Il y a quelques années, tous les soirs, c’était le même épuisement, la même rengaine qui se remettait en route : mes 2 grands qui ne voulaient pas aller dormir, qui sautaient sur le lit, s’excitaient, se bagarraient ou bien riaient, ou alors se disputaient la place à côté de moi pour lire l’histoire… Bref tout était prétexte à retarder le moment du coucher. Plus c’était long, plus je m’énervais, on s’énervait tous jusqu’à s’endormir d’épuisement une fois les tensions et les pleurs passés.

Rien qui fasse rêver !

J’ai beaucoup lu et expérimenté : des routines, des relaxations, un temps pour chacun… Rien n’a vraiment fonctionné. L’option que je vous propose aujourd’hui m’a réellement permis de retrouver le sommeil.

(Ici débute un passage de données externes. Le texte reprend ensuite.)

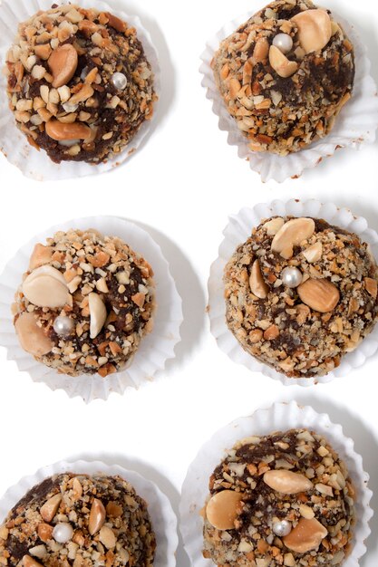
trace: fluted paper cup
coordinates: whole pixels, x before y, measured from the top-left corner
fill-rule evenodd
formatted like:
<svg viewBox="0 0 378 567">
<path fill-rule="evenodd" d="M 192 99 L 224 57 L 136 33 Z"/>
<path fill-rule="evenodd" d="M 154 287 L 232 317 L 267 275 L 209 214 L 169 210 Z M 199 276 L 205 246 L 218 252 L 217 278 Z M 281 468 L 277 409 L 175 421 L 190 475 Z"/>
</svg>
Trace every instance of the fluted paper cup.
<svg viewBox="0 0 378 567">
<path fill-rule="evenodd" d="M 58 230 L 94 228 L 104 235 L 119 236 L 148 260 L 154 270 L 157 308 L 153 331 L 145 336 L 129 366 L 115 374 L 102 378 L 99 374 L 71 377 L 38 362 L 20 346 L 13 324 L 11 304 L 27 270 L 29 258 L 36 243 L 44 243 Z M 63 389 L 70 398 L 79 396 L 89 403 L 107 399 L 111 392 L 123 394 L 127 388 L 139 388 L 163 370 L 166 361 L 174 358 L 174 349 L 180 341 L 182 302 L 170 274 L 167 260 L 159 245 L 146 230 L 117 216 L 77 218 L 53 226 L 37 235 L 6 264 L 0 277 L 0 346 L 7 350 L 8 360 L 15 360 L 18 369 L 30 374 L 35 382 L 44 382 L 51 389 Z"/>
<path fill-rule="evenodd" d="M 287 378 L 285 374 L 260 362 L 248 354 L 226 323 L 226 303 L 224 299 L 223 273 L 226 264 L 237 247 L 249 238 L 252 229 L 257 226 L 262 219 L 269 216 L 312 216 L 323 218 L 330 225 L 340 226 L 355 233 L 363 241 L 368 243 L 375 261 L 378 262 L 378 235 L 375 230 L 368 227 L 363 216 L 355 216 L 348 208 L 338 208 L 333 203 L 321 203 L 316 199 L 302 201 L 291 199 L 284 202 L 273 201 L 270 204 L 259 204 L 253 208 L 244 207 L 237 215 L 229 216 L 228 224 L 223 231 L 223 241 L 219 246 L 218 256 L 212 264 L 208 278 L 208 317 L 211 333 L 215 337 L 219 349 L 231 360 L 243 364 L 253 372 L 262 372 L 274 380 L 280 380 L 286 386 L 313 386 L 325 383 L 335 377 L 346 376 L 353 369 L 360 368 L 367 359 L 373 356 L 378 350 L 378 325 L 363 339 L 358 347 L 342 358 L 341 364 L 325 376 L 314 378 Z"/>
<path fill-rule="evenodd" d="M 323 159 L 332 156 L 338 148 L 360 148 L 367 142 L 373 142 L 378 128 L 378 98 L 367 50 L 354 26 L 333 12 L 334 19 L 340 22 L 354 45 L 355 77 L 352 99 L 343 108 L 332 131 L 301 151 L 278 156 L 249 149 L 247 139 L 241 134 L 236 120 L 228 114 L 217 88 L 211 61 L 219 43 L 262 7 L 261 0 L 252 0 L 252 4 L 256 5 L 254 10 L 224 25 L 207 42 L 199 70 L 207 98 L 212 101 L 213 112 L 218 118 L 219 130 L 228 132 L 228 142 L 237 148 L 238 156 L 248 160 L 250 168 L 260 174 L 262 181 L 274 179 L 282 183 L 289 178 L 299 177 L 306 168 L 315 168 Z"/>
<path fill-rule="evenodd" d="M 203 519 L 199 512 L 208 495 L 208 479 L 225 457 L 227 449 L 244 437 L 301 428 L 325 436 L 348 467 L 357 495 L 356 524 L 352 550 L 343 567 L 358 567 L 359 560 L 366 552 L 365 540 L 371 533 L 369 521 L 373 511 L 369 503 L 373 493 L 367 486 L 369 475 L 363 471 L 363 459 L 355 452 L 353 439 L 344 435 L 340 425 L 333 424 L 326 414 L 318 414 L 310 407 L 299 407 L 295 401 L 258 409 L 252 416 L 239 418 L 219 429 L 205 443 L 189 466 L 181 491 L 179 527 L 192 567 L 214 567 L 212 561 L 202 555 Z"/>
<path fill-rule="evenodd" d="M 175 553 L 178 546 L 177 519 L 168 497 L 150 480 L 144 478 L 139 473 L 126 470 L 117 465 L 109 466 L 100 461 L 73 463 L 61 461 L 40 468 L 34 475 L 22 478 L 0 499 L 0 524 L 31 488 L 42 483 L 45 478 L 62 473 L 119 476 L 132 485 L 138 495 L 147 503 L 152 528 L 156 534 L 154 567 L 175 567 Z"/>
<path fill-rule="evenodd" d="M 39 10 L 48 10 L 52 6 L 52 0 L 3 0 L 0 4 L 0 70 L 5 63 L 6 53 L 14 43 L 17 33 L 17 26 L 33 16 Z M 127 22 L 137 30 L 146 57 L 149 60 L 155 75 L 155 91 L 160 92 L 160 71 L 159 67 L 157 51 L 152 43 L 150 33 L 142 25 L 137 15 L 130 15 L 125 12 L 125 5 L 121 0 L 113 0 L 108 4 L 103 0 L 60 0 L 59 5 L 80 4 L 83 8 L 96 8 L 111 12 L 121 20 Z M 84 161 L 63 161 L 53 163 L 47 154 L 38 151 L 32 147 L 24 134 L 20 131 L 15 120 L 9 110 L 6 96 L 6 79 L 0 72 L 0 150 L 14 166 L 18 168 L 24 176 L 40 181 L 69 179 L 109 171 L 120 166 L 131 156 L 141 146 L 149 134 L 152 120 L 145 120 L 134 138 L 121 154 L 108 159 L 106 163 L 91 165 Z M 159 101 L 154 104 L 154 112 L 157 111 Z"/>
</svg>

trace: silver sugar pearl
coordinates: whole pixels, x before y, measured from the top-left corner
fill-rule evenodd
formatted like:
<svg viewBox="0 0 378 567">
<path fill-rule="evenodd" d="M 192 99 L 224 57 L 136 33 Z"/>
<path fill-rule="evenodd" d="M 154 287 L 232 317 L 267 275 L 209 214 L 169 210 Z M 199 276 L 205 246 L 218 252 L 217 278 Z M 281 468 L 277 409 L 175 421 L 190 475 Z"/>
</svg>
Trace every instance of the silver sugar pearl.
<svg viewBox="0 0 378 567">
<path fill-rule="evenodd" d="M 277 34 L 273 40 L 273 45 L 283 53 L 288 53 L 293 48 L 293 40 L 287 34 Z"/>
<path fill-rule="evenodd" d="M 73 321 L 70 317 L 64 317 L 63 315 L 56 317 L 53 322 L 53 330 L 61 337 L 66 337 L 71 334 L 74 326 Z"/>
<path fill-rule="evenodd" d="M 122 72 L 115 72 L 111 81 L 119 91 L 124 91 L 127 87 L 127 78 Z"/>
<path fill-rule="evenodd" d="M 298 287 L 302 284 L 303 275 L 298 268 L 285 268 L 282 270 L 281 280 L 286 287 Z"/>
<path fill-rule="evenodd" d="M 67 543 L 73 539 L 73 526 L 66 522 L 57 524 L 53 530 L 53 537 L 58 543 Z"/>
<path fill-rule="evenodd" d="M 287 522 L 287 520 L 282 520 L 282 522 L 276 522 L 273 524 L 273 531 L 276 535 L 279 537 L 284 537 L 285 535 L 288 535 L 291 532 L 291 524 Z"/>
</svg>

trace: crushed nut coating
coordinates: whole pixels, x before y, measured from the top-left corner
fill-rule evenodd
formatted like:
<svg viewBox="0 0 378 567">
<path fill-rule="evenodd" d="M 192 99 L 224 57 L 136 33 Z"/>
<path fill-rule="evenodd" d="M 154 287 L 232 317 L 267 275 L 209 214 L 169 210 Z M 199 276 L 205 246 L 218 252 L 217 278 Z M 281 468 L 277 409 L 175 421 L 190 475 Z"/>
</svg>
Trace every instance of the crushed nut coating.
<svg viewBox="0 0 378 567">
<path fill-rule="evenodd" d="M 120 238 L 93 230 L 56 233 L 35 245 L 15 295 L 23 348 L 71 376 L 117 372 L 152 329 L 152 275 Z"/>
<path fill-rule="evenodd" d="M 286 268 L 302 274 L 285 284 Z M 266 219 L 225 268 L 227 324 L 248 353 L 293 378 L 327 374 L 371 332 L 378 271 L 367 244 L 321 219 Z"/>
<path fill-rule="evenodd" d="M 135 28 L 74 5 L 20 24 L 5 72 L 18 128 L 57 163 L 118 155 L 152 118 L 157 100 Z"/>
<path fill-rule="evenodd" d="M 214 56 L 218 88 L 253 151 L 303 149 L 330 132 L 352 96 L 354 47 L 330 12 L 315 8 L 311 0 L 273 2 Z M 298 21 L 304 12 L 314 21 Z M 280 34 L 293 42 L 288 53 L 273 44 Z"/>
<path fill-rule="evenodd" d="M 215 495 L 222 492 L 239 497 L 223 498 L 221 509 Z M 227 530 L 212 524 L 224 502 L 233 521 Z M 291 429 L 228 450 L 209 479 L 203 515 L 203 554 L 218 567 L 337 567 L 351 548 L 354 489 L 325 438 Z M 281 523 L 284 536 L 276 534 Z"/>
<path fill-rule="evenodd" d="M 62 527 L 63 543 L 54 539 Z M 155 548 L 147 504 L 120 476 L 46 478 L 0 527 L 5 567 L 152 567 Z"/>
</svg>

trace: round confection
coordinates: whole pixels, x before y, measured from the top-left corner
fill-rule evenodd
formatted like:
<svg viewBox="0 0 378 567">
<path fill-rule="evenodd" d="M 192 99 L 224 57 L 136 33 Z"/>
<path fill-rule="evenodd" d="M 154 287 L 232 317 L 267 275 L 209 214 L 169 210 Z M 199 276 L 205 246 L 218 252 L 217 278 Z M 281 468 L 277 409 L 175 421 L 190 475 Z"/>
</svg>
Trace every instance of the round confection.
<svg viewBox="0 0 378 567">
<path fill-rule="evenodd" d="M 226 317 L 245 351 L 295 378 L 339 366 L 378 317 L 367 244 L 324 220 L 276 216 L 225 268 Z"/>
<path fill-rule="evenodd" d="M 152 567 L 156 539 L 146 502 L 120 476 L 46 478 L 0 527 L 0 559 L 16 567 Z"/>
<path fill-rule="evenodd" d="M 341 565 L 354 489 L 322 436 L 291 429 L 237 443 L 209 479 L 204 552 L 217 565 Z"/>
<path fill-rule="evenodd" d="M 354 79 L 353 44 L 311 0 L 273 2 L 220 43 L 212 65 L 250 149 L 282 156 L 329 133 Z"/>
<path fill-rule="evenodd" d="M 35 245 L 15 294 L 21 346 L 71 376 L 117 372 L 152 329 L 152 275 L 120 238 L 56 233 Z"/>
<path fill-rule="evenodd" d="M 19 25 L 6 65 L 18 128 L 57 163 L 106 161 L 152 117 L 151 66 L 135 28 L 109 12 L 38 12 Z"/>
</svg>

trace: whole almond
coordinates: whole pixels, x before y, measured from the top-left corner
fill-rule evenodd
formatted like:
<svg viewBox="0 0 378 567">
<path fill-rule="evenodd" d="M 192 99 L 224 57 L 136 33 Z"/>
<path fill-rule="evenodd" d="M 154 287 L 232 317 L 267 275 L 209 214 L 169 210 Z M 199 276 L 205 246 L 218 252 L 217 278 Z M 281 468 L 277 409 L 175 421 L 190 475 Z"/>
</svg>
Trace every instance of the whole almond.
<svg viewBox="0 0 378 567">
<path fill-rule="evenodd" d="M 235 490 L 222 490 L 214 495 L 206 506 L 206 516 L 217 530 L 232 530 L 238 515 L 243 495 Z"/>
<path fill-rule="evenodd" d="M 283 258 L 288 260 L 293 255 L 294 246 L 310 238 L 315 228 L 315 222 L 312 218 L 301 216 L 288 220 L 273 238 L 271 246 L 273 252 L 278 252 Z"/>
<path fill-rule="evenodd" d="M 64 43 L 55 49 L 48 59 L 53 87 L 57 89 L 67 84 L 75 74 L 77 63 L 77 51 L 71 43 Z"/>
<path fill-rule="evenodd" d="M 265 299 L 269 293 L 269 287 L 264 281 L 258 260 L 255 260 L 252 264 L 251 274 L 249 276 L 249 288 L 252 293 L 259 299 Z"/>
<path fill-rule="evenodd" d="M 283 79 L 291 77 L 298 70 L 298 63 L 295 61 L 289 61 L 276 45 L 270 46 L 269 62 L 276 72 Z"/>
<path fill-rule="evenodd" d="M 56 141 L 65 139 L 87 139 L 92 133 L 89 126 L 81 122 L 64 123 L 56 120 L 46 122 L 46 134 Z"/>
<path fill-rule="evenodd" d="M 94 535 L 102 527 L 106 518 L 106 510 L 98 498 L 94 498 L 89 514 L 88 531 Z"/>
<path fill-rule="evenodd" d="M 51 265 L 34 270 L 24 281 L 23 293 L 38 307 L 55 309 L 68 301 L 68 288 L 63 274 Z"/>
<path fill-rule="evenodd" d="M 51 352 L 53 343 L 47 337 L 44 329 L 37 325 L 37 320 L 34 313 L 24 312 L 15 321 L 15 328 L 24 351 L 37 357 Z"/>
<path fill-rule="evenodd" d="M 291 551 L 306 553 L 317 550 L 327 534 L 327 529 L 315 518 L 301 518 L 290 533 L 283 538 L 283 542 Z"/>
<path fill-rule="evenodd" d="M 288 470 L 269 470 L 264 475 L 264 482 L 284 495 L 296 495 L 313 487 L 313 483 L 306 476 Z"/>
<path fill-rule="evenodd" d="M 305 53 L 325 47 L 332 36 L 331 18 L 325 10 L 305 10 L 291 18 L 298 28 L 298 39 Z"/>
<path fill-rule="evenodd" d="M 301 284 L 296 291 L 302 302 L 320 313 L 334 311 L 340 301 L 340 292 L 328 280 L 310 278 Z"/>
<path fill-rule="evenodd" d="M 39 512 L 44 522 L 50 523 L 53 520 L 53 517 L 58 511 L 61 502 L 62 495 L 58 494 L 49 498 L 47 502 L 44 504 Z"/>
</svg>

« La question de l’endormissement va se poser si vous ne vous couchez pas en même temps que votre bébé et que vous souhaitez vivre un moment de tranquillité le soir. Autrement dit vous prenez la décision “de le mettre au lit” afin qu’il dorme. Poser un nourrisson dans son lit et s’éloigner c’est s’exposer à de vigoureuses protestations de sa part. » Catherine Dumonteil-Kremer, dans son livre Elever son enfant autrement

La réponse que je partage avec vous est ancestrale. Rien de nouveau, c’est ce qui se pratique dans la majorité de la Planète, au Sénégal, en Algérie, au Brésil, en Argentine, au Japon, en Inde…dans quasiment tout l’hémisphère sud.

Pratiquement toujours et partout, on a respecté le nouveau-né et l’enfant dans son besoin de proximité de chaleur, de lait maternel, de sécurité. Dormir avec lui ou proche de lui, le rassure, le sécurise et lui permet de s’endormir rapidement. En adoptant le « cododo », dormir tous ensemble dans le même lit ou dans la même chambre, nous nous endormons également plus tôt et notre sommeil est de meilleure qualité.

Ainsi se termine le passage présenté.